Espada’s poems speak of a shared creed, be it that of movie scripts or of a longing for justice. In “Soliloquy at Gunpoint,” our speaker is mugged while in his car, with two boys pointing a gun at him. “I sat calm as a burning monk. / The only god in my meditation / was the one who splices the ribbon of film” he explains, and this god’s rules allow him to defuse the situation: “The script said, ‘Give me the gun,’ / so I said, ‘Give me the gun.’ / And he did.”
Members of minorities are not exempt from the temptation to stereotype people, as Espada’s speaker in “Rednecks” illustrates. When a Puerto Rican lawyer is asked to visit a suburban school and urged to wear his “native costume,” he feels a little lost. “My native costume / is a pinstriped suit.” Of course the teacher means a traditional Puerto Rican garment of some sort. It is winter, too cold to wear a guayabera. The teacher insists, and so the lawyer delivers: “So I went / to the suburban school, / embroidered guayabera / short sleeved shirt / over a turtleneck, / and said, Look kids, / cultural adaptation” (“My Native Costume”).

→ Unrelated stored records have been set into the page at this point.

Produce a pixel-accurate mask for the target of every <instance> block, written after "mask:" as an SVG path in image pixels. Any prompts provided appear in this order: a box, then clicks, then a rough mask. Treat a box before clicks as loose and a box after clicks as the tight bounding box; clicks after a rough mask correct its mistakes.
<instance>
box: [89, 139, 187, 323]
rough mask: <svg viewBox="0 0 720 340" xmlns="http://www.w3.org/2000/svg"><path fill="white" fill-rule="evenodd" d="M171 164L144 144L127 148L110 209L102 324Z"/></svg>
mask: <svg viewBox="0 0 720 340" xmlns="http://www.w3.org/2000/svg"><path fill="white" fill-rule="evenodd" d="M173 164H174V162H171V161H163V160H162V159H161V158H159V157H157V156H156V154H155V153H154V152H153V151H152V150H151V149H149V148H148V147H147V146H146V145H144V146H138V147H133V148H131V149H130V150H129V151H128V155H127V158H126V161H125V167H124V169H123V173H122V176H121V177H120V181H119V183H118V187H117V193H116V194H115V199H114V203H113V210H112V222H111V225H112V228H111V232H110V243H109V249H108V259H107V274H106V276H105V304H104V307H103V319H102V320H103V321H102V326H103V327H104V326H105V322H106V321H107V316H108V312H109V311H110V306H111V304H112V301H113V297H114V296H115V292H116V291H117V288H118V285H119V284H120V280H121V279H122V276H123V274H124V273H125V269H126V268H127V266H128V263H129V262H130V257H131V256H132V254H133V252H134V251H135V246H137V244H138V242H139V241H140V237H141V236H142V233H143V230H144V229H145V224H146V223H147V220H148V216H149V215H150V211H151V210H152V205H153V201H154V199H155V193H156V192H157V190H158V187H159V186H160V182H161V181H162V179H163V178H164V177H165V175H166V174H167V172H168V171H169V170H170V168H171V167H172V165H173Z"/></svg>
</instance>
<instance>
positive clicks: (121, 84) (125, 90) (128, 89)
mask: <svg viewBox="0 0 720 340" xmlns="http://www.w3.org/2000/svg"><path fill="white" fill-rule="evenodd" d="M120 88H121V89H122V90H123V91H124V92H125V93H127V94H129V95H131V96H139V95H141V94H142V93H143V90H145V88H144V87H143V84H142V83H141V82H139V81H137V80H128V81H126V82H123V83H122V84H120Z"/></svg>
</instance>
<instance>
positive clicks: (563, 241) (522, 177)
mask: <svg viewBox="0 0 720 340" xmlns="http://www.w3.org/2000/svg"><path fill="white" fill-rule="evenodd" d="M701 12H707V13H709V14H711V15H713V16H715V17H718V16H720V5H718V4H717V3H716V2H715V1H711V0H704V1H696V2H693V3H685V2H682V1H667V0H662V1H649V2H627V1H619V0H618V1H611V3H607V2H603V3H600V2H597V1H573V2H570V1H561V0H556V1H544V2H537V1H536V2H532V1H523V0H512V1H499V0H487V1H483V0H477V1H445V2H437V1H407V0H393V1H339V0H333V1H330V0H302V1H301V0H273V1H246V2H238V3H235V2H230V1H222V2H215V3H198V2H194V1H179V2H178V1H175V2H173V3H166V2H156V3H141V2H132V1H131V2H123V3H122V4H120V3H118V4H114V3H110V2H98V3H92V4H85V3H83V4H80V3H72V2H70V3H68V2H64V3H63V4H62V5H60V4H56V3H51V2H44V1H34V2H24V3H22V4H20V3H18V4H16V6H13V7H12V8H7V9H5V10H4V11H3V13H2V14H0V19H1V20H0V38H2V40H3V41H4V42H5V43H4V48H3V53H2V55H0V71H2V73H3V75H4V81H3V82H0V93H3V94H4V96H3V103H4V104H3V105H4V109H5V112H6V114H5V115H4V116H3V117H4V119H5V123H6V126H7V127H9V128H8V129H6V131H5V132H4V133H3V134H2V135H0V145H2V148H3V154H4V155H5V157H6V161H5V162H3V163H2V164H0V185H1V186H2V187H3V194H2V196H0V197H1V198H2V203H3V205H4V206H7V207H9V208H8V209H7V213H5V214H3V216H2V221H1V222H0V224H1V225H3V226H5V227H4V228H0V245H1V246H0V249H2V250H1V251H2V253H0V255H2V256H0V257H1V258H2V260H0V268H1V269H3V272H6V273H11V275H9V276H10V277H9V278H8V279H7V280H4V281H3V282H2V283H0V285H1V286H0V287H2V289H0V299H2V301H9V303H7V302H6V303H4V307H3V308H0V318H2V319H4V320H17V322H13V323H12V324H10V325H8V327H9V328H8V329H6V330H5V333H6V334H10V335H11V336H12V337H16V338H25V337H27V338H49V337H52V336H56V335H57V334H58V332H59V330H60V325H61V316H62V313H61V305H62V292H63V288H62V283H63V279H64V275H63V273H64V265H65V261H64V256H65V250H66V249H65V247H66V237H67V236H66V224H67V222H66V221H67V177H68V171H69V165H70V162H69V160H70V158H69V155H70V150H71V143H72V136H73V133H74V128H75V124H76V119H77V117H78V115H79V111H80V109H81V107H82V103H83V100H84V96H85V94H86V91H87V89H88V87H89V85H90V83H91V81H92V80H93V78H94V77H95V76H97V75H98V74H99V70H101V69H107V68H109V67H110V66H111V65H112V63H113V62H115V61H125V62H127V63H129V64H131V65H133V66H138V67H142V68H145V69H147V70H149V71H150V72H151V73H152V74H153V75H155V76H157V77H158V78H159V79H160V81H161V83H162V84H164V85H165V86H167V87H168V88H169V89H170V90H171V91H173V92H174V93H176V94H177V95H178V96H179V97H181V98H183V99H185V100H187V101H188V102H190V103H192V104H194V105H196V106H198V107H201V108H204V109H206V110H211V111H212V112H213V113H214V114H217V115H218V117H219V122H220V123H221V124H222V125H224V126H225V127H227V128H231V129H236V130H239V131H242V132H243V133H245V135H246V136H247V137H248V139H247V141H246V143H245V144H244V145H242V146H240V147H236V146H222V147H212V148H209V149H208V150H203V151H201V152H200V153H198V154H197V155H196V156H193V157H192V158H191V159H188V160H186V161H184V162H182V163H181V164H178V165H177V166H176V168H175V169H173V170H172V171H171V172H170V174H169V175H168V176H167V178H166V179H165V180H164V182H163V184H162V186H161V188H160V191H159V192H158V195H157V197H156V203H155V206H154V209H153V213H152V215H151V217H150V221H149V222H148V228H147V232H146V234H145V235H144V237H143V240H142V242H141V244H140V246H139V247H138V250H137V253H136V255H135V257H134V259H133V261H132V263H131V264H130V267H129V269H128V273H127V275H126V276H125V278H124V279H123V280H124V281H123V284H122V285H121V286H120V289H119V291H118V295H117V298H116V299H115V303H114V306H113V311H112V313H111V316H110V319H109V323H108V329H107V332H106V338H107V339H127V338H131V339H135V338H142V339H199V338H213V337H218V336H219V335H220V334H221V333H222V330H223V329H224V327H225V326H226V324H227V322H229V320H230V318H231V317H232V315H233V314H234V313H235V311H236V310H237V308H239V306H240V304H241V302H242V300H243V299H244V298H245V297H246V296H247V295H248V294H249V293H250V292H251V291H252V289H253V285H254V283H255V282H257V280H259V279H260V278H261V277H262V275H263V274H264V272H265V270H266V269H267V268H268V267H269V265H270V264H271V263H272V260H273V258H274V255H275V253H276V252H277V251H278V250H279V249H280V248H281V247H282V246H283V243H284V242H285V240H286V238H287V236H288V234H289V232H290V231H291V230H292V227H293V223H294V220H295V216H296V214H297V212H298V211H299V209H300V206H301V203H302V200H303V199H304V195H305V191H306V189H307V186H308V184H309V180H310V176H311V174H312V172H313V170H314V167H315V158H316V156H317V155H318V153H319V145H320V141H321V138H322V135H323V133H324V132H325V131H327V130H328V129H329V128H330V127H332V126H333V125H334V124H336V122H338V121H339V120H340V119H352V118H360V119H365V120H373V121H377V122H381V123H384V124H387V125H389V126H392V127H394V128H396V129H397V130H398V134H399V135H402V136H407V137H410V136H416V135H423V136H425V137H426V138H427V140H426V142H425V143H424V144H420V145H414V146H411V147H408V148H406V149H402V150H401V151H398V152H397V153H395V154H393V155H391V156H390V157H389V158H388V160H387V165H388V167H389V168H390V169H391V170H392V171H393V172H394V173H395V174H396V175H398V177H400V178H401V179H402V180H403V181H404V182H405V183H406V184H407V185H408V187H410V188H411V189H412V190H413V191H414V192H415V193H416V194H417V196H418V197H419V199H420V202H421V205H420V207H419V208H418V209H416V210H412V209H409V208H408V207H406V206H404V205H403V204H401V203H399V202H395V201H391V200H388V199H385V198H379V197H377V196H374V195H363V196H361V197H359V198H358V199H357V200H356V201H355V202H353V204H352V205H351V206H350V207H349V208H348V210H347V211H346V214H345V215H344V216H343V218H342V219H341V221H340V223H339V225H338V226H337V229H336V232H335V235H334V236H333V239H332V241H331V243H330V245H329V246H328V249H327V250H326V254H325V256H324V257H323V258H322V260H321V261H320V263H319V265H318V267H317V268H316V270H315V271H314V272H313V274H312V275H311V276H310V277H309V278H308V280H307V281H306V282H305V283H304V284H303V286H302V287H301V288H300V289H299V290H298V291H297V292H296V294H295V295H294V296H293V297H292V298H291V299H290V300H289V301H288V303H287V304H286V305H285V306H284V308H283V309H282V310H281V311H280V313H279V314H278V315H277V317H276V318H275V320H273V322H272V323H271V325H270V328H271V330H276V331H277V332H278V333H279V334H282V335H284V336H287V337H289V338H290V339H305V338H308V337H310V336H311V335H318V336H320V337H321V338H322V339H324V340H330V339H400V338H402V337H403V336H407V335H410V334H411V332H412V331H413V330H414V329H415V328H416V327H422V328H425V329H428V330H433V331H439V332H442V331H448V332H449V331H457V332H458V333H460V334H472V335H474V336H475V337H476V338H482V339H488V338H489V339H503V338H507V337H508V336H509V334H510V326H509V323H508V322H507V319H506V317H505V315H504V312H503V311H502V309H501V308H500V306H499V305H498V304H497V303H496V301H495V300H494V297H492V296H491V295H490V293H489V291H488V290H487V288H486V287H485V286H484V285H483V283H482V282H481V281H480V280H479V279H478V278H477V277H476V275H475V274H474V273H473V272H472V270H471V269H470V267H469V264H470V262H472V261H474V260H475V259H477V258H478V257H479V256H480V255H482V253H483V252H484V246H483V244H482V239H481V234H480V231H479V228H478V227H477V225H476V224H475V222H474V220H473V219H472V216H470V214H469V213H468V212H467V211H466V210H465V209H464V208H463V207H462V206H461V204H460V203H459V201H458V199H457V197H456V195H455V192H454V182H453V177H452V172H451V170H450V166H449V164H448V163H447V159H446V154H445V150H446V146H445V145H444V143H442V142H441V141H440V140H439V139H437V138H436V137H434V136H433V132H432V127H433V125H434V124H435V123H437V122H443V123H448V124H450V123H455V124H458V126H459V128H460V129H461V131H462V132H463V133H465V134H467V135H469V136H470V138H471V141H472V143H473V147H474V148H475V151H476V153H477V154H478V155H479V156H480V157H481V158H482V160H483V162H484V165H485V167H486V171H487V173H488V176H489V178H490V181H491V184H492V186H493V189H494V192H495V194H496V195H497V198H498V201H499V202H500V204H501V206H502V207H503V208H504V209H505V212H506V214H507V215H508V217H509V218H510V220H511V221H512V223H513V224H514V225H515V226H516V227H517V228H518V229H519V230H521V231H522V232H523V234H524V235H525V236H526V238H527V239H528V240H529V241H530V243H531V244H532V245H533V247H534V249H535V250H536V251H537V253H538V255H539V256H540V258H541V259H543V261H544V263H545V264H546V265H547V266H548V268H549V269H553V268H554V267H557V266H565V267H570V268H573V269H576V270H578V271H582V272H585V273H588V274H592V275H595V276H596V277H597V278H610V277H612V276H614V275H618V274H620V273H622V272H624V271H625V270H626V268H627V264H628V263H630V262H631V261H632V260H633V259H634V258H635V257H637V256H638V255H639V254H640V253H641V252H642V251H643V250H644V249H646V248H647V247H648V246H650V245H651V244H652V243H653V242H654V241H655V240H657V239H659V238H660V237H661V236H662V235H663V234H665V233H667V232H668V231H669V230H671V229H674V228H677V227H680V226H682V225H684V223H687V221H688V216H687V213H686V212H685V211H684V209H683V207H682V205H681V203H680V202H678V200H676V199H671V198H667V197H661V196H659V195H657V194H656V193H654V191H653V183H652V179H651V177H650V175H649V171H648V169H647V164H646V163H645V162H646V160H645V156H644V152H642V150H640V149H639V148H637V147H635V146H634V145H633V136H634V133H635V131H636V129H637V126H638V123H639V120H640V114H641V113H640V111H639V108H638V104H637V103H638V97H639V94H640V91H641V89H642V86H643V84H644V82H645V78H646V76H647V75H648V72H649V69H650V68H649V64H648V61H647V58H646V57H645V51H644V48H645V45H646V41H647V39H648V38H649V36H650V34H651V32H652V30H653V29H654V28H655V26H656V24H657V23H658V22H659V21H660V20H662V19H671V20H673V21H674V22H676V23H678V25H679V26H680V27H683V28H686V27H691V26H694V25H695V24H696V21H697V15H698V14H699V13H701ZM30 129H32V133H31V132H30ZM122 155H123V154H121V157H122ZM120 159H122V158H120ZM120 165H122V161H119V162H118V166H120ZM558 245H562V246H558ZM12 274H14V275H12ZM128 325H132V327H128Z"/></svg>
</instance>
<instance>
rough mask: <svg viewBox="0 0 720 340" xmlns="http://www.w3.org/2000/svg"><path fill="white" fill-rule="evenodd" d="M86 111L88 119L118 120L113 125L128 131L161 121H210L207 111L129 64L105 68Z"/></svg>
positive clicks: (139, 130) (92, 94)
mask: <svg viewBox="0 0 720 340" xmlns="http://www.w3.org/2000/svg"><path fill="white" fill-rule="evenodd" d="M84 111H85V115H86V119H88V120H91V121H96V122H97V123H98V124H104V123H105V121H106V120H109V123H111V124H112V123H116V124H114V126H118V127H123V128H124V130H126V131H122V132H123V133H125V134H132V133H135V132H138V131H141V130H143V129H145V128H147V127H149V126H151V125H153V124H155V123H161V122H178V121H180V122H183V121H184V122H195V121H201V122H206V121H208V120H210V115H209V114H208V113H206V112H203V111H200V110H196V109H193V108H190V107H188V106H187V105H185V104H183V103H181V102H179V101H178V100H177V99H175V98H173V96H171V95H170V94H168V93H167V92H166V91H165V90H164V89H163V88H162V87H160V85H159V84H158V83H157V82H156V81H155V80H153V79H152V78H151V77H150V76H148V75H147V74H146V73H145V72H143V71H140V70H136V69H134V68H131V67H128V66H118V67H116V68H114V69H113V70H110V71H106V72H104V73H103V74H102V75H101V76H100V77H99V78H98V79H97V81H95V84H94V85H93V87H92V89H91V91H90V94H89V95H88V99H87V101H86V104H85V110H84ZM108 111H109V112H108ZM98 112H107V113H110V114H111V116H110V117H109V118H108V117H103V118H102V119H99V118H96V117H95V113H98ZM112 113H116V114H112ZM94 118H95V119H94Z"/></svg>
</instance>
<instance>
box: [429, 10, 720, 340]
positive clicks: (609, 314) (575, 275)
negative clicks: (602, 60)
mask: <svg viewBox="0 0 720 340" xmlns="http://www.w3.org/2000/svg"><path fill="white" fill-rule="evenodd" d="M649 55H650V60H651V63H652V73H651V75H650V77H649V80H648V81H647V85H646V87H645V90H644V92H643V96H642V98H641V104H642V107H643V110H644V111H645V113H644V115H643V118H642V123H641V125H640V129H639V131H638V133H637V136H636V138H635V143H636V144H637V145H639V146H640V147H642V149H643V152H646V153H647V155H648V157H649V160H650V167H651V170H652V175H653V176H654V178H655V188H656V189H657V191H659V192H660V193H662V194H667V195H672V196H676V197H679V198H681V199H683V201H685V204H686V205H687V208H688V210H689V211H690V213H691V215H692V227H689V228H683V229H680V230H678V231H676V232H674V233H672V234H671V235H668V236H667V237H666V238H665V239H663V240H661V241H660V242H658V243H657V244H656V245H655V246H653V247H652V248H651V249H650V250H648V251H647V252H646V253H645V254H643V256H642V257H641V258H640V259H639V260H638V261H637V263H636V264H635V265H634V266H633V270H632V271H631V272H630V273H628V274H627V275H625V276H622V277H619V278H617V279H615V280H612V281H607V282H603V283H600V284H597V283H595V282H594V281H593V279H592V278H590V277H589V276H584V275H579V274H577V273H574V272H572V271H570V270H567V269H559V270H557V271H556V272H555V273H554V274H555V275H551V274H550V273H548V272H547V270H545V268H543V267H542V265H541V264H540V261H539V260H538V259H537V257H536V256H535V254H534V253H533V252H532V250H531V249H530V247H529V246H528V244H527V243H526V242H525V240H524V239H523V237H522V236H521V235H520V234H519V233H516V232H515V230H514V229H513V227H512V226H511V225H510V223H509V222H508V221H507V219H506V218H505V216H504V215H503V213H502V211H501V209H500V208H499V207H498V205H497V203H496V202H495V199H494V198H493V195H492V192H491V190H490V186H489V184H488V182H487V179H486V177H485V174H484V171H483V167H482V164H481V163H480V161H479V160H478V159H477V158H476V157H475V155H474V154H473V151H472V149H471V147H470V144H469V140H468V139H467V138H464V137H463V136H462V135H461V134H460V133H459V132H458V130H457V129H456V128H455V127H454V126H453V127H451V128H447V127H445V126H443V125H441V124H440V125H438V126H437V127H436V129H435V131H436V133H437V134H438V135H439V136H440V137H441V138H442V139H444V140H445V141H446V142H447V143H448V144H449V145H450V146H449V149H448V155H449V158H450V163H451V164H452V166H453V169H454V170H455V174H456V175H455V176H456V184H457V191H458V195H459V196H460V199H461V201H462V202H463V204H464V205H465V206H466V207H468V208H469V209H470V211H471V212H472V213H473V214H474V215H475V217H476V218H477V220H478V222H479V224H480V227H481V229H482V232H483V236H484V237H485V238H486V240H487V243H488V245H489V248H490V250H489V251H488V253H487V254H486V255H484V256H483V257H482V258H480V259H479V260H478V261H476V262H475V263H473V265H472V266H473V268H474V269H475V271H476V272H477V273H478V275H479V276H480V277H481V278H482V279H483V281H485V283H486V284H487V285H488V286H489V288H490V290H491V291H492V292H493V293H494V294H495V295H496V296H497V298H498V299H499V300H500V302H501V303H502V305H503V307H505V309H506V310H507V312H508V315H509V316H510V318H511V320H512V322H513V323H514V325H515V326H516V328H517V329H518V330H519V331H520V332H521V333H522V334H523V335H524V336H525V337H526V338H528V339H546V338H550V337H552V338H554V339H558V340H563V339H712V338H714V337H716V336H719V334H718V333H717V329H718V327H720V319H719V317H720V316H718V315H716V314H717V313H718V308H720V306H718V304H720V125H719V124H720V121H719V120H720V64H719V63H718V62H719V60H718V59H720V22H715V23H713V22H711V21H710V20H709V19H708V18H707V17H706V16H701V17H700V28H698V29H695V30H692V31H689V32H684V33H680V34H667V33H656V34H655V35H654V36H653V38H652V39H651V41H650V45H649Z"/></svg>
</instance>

To be honest, I was a little shocked when I got an email from an international student organization asking us (international students) to come to an event “in native costumes.” We’re not at the zoo. The only time I’ve ever worn anything even remotely ‘native’ / traditionally German was when I was two or three and my parents made me wear red lederhosen. My native costume is shorts, a t-shirt and a pair of trainers or flip flops. What’s yours?